Intuitively, the key section which identifies the above answer as correct is “[…] you can freeze your account by […]”, which represents a small fraction of the entire answer.

Earlier work on answer selection used various techniques, ranging from information retrieval methods [13]

and machine learning methods relying on hand-crafted features 

[14, 15]

. Deep learning methods, which have recently shown great success in many domains including image classification and annotation 

[16, 17, 18], multi-annotator data fusion [19, 20], NLP and conversational models [21, 22, 23, 24, 25] and speech recognition [21, 19], have also been successfully applied to question answering [26]. Current state-of-the-art methods use recurrent neural network (RNN) architectures which incorporate attention mechanisms [27]. These allow such models to better focus on relevant sections of the input [22].

Our contribution: We propose a new architecture for question answering. Our high-level approach is similar to recently proposed QA systems [26, 27], but we augment this design with a more sophisticated attention mechanism, combining the local information in a specific part of the answer with a global representation of the entire question and answer.

We evaluate the performance of our model using the recently released InsuranceQA dataset [26], a large open dataset for answer selection comprised of insurance related questions such as: “what can you claim on Medicare?”. 111As opposed to other QA tasks such as answers extraction or machine text comprehension and reasoning [28, 29], the InsuranceQA dataset questions do not generally require logical reasoning.

We beat state-of-the-art approaches  [26, 27], and achieve good performance even when using a relatively small network.

Ii Previous Work

Answer selection systems can be evaluated using various datasets consisting of questions and answers. Early answer selection models were commonly evaluated against the QASent dataset [15]; however, this dataset is very small and thus less similar to real-world applications. Further, its candidate answer pools are created by finding sentences with at least one similar (non-stopword) word as compared to the question, which may create a bias in the dataset.

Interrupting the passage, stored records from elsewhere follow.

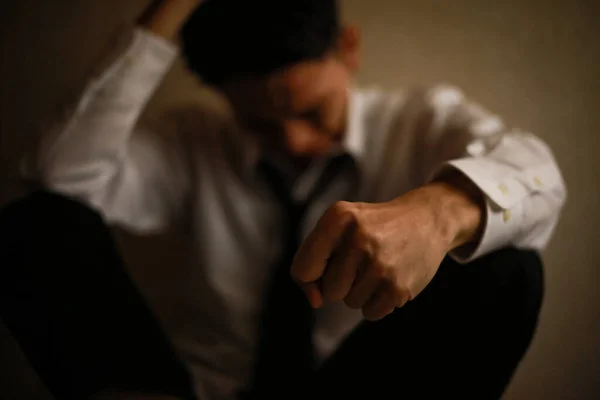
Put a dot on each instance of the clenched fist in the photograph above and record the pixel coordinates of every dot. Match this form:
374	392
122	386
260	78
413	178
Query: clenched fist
377	257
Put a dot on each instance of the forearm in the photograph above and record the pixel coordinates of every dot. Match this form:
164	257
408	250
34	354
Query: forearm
457	208
84	153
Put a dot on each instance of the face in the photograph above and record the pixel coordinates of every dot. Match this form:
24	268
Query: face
301	110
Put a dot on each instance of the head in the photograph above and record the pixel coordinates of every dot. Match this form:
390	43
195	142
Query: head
285	67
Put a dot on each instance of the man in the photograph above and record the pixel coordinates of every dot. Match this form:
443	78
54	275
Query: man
356	197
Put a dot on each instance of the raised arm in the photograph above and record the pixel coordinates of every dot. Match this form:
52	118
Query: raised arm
134	177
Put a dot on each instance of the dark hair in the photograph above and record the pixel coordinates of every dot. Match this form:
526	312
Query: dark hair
241	38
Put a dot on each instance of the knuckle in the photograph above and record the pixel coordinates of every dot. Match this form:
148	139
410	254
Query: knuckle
379	269
352	303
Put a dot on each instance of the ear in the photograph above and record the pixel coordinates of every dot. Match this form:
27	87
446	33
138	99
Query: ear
349	46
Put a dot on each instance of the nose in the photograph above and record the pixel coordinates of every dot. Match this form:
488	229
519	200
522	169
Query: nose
302	139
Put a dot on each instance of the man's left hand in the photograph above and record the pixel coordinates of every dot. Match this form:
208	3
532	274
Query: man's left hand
377	257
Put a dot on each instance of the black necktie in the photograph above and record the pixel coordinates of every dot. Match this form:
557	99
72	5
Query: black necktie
285	359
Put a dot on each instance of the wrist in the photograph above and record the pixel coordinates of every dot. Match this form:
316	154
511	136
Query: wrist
459	207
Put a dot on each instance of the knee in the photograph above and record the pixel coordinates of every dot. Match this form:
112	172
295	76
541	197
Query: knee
517	277
45	212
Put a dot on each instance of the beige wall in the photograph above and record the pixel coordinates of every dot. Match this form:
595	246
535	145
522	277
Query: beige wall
537	66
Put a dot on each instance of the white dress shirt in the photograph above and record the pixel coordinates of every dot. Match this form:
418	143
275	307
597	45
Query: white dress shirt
197	169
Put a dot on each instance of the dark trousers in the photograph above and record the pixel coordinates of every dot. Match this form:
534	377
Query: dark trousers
68	300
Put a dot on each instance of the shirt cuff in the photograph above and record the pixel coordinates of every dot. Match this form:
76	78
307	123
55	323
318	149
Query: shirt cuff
503	209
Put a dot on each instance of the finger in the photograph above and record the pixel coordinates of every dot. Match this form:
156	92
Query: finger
364	287
311	259
381	304
341	271
313	294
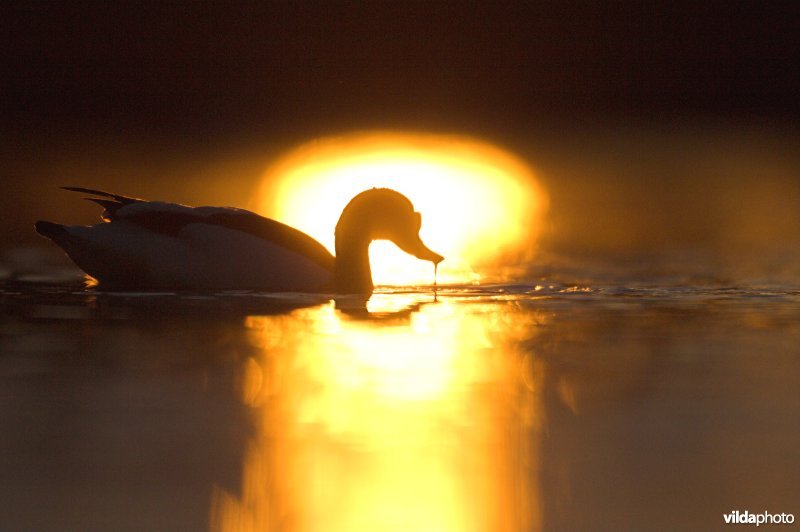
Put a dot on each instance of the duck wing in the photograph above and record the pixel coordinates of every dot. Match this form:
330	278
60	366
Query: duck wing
171	219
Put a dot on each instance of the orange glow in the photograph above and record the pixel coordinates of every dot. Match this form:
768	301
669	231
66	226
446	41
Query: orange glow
480	205
408	424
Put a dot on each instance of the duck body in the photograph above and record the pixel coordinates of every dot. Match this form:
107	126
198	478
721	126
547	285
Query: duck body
156	245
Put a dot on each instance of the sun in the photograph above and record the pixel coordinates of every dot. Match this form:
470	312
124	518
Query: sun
480	205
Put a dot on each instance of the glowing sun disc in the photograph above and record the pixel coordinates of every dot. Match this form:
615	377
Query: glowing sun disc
480	205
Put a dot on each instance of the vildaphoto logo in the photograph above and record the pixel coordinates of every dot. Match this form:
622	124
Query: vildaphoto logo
764	518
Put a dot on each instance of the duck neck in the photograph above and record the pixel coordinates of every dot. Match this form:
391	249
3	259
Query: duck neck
352	272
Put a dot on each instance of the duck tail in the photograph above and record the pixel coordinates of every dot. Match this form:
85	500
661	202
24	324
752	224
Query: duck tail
51	230
117	197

Wiki-QA [30] is a dataset that contains several orders of magnitude more examples than QASent, where the candidate answer pools were created from the sentences in the relevant Wikipedia page for a question, reducing the amount of keyword bias in the dataset compared to QASent.

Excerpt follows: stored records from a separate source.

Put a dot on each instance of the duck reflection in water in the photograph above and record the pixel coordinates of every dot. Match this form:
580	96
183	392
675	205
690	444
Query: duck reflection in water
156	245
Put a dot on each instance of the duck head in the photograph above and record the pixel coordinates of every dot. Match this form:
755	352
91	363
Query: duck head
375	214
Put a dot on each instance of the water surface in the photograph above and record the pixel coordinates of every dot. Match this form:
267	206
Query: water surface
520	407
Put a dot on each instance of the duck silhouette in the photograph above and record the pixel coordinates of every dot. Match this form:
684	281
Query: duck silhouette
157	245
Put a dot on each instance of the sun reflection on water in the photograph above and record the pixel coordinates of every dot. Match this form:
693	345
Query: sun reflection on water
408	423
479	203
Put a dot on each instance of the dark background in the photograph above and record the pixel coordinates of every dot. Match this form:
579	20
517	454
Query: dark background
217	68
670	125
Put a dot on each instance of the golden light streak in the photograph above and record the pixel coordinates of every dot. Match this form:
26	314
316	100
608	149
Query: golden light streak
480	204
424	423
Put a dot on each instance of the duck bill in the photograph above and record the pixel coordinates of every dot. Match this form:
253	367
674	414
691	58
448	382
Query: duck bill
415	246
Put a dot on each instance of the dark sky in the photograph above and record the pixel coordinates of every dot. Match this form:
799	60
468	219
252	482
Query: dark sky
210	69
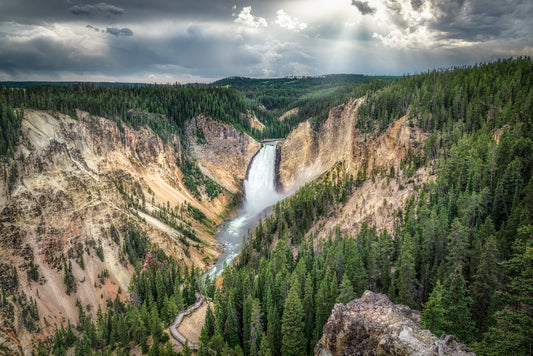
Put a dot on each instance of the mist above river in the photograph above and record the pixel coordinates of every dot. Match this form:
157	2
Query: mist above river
259	194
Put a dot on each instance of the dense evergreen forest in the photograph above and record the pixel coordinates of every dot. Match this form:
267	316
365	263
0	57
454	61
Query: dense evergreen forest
463	254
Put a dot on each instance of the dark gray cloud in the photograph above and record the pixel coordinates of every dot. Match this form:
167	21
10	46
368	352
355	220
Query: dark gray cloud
200	39
363	7
93	28
119	31
100	9
482	20
416	4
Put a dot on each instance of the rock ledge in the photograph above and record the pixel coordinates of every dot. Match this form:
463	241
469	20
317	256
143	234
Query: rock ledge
373	325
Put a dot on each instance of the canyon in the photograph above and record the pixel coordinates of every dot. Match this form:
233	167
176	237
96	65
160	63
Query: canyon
80	179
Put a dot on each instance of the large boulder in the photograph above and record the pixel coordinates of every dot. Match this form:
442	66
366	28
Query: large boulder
373	325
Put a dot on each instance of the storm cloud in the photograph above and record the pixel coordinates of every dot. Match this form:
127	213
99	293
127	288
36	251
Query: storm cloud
363	7
119	31
100	9
203	40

Our analysis is based on the InsuranceQA [26] dataset, which is much larger, and similar to real-world QA applications. The answers in InsuranceQA are relatively long (see details in Section V-A), so the candidate answers are likely to contain content that does not relate directly to the question; thus, a good QA model for InsuranceQA must be capable of identifying the most important words in a candidate answer.

Early work on answer selection was based on finding the semantic similarity between question and answer parse trees using hand-crafted features [14, 15]. Often, lexical databases such as WordNet were used to augment such models [31]. Not only did these models suffer from using hand-crafted features, those using lexical databases were also often language-dependent.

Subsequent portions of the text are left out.